The following solutions are suggested in the report:
  • To increase energy efficiency, city and town officials should convert their fleets to electric vehicles, install solar panels on public buildings, preferentially purchase green electricity, prohibit gas hook-ups in new construction, and revise building codes.
  • To better protect public health, Massachusetts officials must urge the US Environmental Protection Agency to tighten federal air quality standards for fine particulate pollution.
  • Pollution causing disease and premature death in Massachusetts residents at legally permissible levels is unacceptable.
  • Massachusetts must establish goals and timelines for lowering air pollution emissions.

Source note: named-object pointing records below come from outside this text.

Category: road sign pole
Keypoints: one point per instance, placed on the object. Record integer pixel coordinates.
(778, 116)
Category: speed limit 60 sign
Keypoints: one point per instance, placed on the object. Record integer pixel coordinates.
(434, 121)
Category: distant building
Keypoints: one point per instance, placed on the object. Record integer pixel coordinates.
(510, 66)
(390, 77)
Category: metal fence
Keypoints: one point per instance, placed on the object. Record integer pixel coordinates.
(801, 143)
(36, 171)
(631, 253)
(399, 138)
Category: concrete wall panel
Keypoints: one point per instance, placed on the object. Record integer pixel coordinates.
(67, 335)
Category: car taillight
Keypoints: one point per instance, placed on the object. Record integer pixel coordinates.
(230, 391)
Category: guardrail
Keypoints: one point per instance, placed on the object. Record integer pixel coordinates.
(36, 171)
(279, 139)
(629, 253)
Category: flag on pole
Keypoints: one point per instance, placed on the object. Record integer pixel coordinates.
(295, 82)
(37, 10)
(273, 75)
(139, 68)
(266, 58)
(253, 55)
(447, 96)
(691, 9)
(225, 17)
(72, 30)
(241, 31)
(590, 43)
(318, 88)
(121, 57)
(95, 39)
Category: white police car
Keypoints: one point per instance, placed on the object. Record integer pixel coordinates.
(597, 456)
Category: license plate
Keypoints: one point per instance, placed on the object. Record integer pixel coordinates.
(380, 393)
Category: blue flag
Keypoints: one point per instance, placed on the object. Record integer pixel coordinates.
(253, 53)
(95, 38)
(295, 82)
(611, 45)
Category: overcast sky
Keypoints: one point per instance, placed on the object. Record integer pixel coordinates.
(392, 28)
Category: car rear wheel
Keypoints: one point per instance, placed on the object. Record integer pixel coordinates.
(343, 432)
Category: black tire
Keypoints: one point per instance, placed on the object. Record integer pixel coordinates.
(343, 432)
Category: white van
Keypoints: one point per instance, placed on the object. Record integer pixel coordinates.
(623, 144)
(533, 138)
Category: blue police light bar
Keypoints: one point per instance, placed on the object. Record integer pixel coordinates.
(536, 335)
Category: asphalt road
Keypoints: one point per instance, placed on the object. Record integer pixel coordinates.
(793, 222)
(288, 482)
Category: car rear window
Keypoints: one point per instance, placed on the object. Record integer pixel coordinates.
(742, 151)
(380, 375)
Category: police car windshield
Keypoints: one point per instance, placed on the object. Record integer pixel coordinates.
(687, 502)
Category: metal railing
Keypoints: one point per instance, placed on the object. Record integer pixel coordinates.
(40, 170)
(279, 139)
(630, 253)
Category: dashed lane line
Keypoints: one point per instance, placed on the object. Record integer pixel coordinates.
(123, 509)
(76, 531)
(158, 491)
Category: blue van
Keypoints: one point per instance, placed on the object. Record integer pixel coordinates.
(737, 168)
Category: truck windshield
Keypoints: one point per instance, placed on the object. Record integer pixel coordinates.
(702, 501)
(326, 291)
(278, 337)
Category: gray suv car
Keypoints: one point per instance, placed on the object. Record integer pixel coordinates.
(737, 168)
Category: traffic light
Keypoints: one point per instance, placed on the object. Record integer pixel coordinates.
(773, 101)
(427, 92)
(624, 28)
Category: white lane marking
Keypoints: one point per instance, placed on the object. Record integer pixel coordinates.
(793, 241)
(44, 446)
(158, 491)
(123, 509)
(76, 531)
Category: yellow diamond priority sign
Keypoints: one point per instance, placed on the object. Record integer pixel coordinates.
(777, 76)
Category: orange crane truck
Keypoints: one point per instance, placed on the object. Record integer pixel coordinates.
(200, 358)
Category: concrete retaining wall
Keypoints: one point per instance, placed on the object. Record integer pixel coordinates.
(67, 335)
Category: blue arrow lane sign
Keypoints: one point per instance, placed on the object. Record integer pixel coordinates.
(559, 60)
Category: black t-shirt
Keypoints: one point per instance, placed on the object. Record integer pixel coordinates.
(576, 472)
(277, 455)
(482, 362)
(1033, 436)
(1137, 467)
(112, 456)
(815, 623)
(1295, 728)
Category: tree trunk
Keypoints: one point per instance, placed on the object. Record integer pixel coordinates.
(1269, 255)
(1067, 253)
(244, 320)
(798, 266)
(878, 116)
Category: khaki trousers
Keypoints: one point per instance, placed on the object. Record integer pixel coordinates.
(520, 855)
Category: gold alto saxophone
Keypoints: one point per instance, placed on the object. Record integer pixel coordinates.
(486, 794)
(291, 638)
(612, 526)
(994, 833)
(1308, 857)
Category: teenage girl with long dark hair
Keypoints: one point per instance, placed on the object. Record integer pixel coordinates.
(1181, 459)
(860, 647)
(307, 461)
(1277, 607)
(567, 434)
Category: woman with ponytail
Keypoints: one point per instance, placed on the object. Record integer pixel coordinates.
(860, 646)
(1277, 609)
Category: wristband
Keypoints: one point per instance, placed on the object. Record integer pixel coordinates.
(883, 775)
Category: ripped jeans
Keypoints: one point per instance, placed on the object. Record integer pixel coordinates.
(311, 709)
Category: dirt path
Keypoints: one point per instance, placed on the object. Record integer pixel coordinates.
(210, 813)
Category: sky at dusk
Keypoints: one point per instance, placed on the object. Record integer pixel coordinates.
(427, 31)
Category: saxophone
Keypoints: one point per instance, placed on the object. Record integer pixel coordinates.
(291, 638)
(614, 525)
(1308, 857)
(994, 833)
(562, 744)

  • The Massachusetts Department of Environmental Protection (DEP) must increase the number of air monitoring stations, with a focus on economically disadvantaged and socially vulnerable communities.
  • The DEP is required to publish an open-source, annual inventory of air pollution emissions.
  • The Massachusetts Department of Public Health is required to create an open-access dashboard on pollution-related diseases and death in each county, city, and town in the state.
  • Massachusetts and the United States must acknowledge natural gas’s significant health and environmental impacts and reduce reliance on gas for power generation and heating.
  • By incentivizing renewable energy and ending tax breaks and government subsidies for the fossil fuel industry, Massachusetts and the United States can accelerate the transition away from fossil fuels and toward wind and solar power.